Article: Mary Madden, et al., Privacy, Poverty and Big Data: A Matrix of Vulnerabilities for Poor Americans, Washington L. Rev. (forthcoming 2017).
This Article examines the matrix of vulnerabilities that low-income people face as a result of the collection and aggregation of big data and the application of predictive analytics. On the one hand, big data systems could reverse growing economic inequality by expanding access to opportunities for low-income people. On the other hand, big data could widen economic gaps by making it possible to prey on low-income people or to exclude them from opportunities due to biases that get entrenched in algorithmic decision-making tools. New kinds of “networked privacy” harms, in which users are simultaneously held liable for their own behavior and the actions of those in their networks, may have particularly negative impacts on the poor. This Article reports on original empirical findings from a large, nationally-representative telephone survey with an oversample of low-income American adults and highlights how these patterns make particular groups of low-status internet users uniquely vulnerable to various forms of surveillance and networked privacy-related problems. In particular, a greater reliance on mobile connectivity, combined with lower usage of privacy-enhancing strategies may contribute to various privacy and security-related harms.

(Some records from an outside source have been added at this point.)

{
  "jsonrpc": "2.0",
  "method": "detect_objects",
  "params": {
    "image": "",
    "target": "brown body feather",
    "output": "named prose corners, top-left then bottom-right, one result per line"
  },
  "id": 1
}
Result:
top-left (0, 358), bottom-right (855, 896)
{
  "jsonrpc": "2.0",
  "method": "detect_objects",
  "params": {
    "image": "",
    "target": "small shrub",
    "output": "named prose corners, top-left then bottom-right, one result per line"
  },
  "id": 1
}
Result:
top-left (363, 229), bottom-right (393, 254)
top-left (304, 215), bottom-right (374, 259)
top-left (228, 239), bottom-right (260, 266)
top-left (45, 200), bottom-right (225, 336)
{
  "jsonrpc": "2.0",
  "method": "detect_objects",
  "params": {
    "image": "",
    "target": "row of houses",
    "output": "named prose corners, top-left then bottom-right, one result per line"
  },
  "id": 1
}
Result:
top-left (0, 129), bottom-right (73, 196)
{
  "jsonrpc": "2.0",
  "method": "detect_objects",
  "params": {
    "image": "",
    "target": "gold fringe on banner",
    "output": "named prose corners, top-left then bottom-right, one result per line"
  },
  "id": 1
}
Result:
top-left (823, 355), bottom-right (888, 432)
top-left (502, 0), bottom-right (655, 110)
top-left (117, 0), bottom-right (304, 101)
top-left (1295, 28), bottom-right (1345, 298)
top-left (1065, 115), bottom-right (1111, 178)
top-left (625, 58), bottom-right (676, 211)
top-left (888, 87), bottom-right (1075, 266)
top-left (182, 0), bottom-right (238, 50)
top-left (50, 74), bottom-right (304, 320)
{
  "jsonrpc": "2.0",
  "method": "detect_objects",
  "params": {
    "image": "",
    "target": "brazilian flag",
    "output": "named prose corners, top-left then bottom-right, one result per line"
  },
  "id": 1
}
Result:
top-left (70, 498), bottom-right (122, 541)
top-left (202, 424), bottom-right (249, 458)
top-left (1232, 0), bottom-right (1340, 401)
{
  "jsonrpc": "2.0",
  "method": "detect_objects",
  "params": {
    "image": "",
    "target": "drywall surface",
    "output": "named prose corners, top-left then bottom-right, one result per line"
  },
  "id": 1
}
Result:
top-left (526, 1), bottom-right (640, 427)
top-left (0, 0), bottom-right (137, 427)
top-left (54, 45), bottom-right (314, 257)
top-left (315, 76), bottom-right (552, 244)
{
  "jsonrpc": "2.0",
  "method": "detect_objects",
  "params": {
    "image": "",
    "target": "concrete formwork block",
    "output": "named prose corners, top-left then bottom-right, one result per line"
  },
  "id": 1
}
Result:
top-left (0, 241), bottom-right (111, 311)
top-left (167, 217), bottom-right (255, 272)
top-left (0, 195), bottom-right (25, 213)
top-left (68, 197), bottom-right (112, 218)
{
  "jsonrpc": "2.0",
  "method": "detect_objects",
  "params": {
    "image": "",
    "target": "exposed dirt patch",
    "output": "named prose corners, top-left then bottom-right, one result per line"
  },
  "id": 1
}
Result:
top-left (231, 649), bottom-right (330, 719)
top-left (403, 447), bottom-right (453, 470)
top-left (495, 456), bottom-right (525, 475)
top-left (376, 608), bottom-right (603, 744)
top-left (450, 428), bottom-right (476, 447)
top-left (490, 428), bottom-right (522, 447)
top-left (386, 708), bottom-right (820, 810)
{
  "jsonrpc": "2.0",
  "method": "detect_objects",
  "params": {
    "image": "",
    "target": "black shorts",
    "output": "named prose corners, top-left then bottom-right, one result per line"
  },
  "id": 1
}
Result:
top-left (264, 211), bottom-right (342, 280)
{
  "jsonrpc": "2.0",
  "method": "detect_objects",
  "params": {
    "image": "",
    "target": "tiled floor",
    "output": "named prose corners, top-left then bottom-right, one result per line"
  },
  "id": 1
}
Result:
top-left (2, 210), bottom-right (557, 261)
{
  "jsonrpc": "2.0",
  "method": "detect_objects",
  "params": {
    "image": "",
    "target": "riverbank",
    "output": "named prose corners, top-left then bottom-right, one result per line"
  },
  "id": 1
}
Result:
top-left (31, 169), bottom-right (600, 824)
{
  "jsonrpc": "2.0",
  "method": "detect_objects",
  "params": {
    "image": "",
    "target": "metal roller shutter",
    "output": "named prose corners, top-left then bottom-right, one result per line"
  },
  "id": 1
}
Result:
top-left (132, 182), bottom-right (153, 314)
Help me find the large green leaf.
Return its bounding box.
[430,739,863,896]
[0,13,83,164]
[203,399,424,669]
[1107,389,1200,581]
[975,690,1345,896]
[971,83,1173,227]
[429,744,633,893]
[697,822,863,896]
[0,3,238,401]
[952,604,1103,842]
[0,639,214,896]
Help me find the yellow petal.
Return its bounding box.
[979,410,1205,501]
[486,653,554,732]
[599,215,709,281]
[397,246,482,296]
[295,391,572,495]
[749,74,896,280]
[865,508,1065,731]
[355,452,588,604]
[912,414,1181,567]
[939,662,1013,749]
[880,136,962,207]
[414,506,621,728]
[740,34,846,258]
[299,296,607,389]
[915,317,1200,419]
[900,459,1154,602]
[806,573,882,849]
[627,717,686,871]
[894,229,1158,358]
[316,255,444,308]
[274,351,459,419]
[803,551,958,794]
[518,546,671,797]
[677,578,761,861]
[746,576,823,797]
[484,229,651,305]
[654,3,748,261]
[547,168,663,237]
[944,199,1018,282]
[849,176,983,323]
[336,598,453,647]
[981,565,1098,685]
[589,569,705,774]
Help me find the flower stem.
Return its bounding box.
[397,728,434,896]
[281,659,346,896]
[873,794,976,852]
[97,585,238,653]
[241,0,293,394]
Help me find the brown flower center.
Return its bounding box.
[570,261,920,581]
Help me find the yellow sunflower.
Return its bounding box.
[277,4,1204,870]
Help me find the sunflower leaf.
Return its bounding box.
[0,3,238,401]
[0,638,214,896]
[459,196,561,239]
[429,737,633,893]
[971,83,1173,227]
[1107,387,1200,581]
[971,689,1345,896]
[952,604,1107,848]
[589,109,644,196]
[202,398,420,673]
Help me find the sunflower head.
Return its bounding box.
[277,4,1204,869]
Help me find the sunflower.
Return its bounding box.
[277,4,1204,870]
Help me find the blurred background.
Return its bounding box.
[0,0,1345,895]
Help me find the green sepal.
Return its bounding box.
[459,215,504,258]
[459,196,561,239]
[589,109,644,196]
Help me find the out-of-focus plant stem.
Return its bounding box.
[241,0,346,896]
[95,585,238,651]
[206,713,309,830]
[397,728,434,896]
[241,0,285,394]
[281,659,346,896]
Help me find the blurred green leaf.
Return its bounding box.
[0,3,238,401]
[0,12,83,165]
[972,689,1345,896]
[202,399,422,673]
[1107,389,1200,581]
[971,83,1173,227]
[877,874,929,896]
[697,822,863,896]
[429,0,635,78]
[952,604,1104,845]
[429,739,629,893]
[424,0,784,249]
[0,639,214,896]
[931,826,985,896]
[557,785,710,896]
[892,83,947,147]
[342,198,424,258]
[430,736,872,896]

The article then discusses three scenarios in which big data – including data gathered from social media inputs – is being aggregated to make predictions about individual behavior: employment screening, access to higher education, and predictive policing. Analysis of the legal frameworks surrounding these case studies reveals a lack of legal protections to counter digital discrimination against low-income people. In light of these legal gaps, the Article assesses leading proposals for enhancing digital privacy through the lens of class vulnerability, including comprehensive consumer privacy legislation, digital literacy, notice and choice regimes, and due process approaches. As policymakers consider reforms, the article urges greater attention to impacts on low-income persons and communities.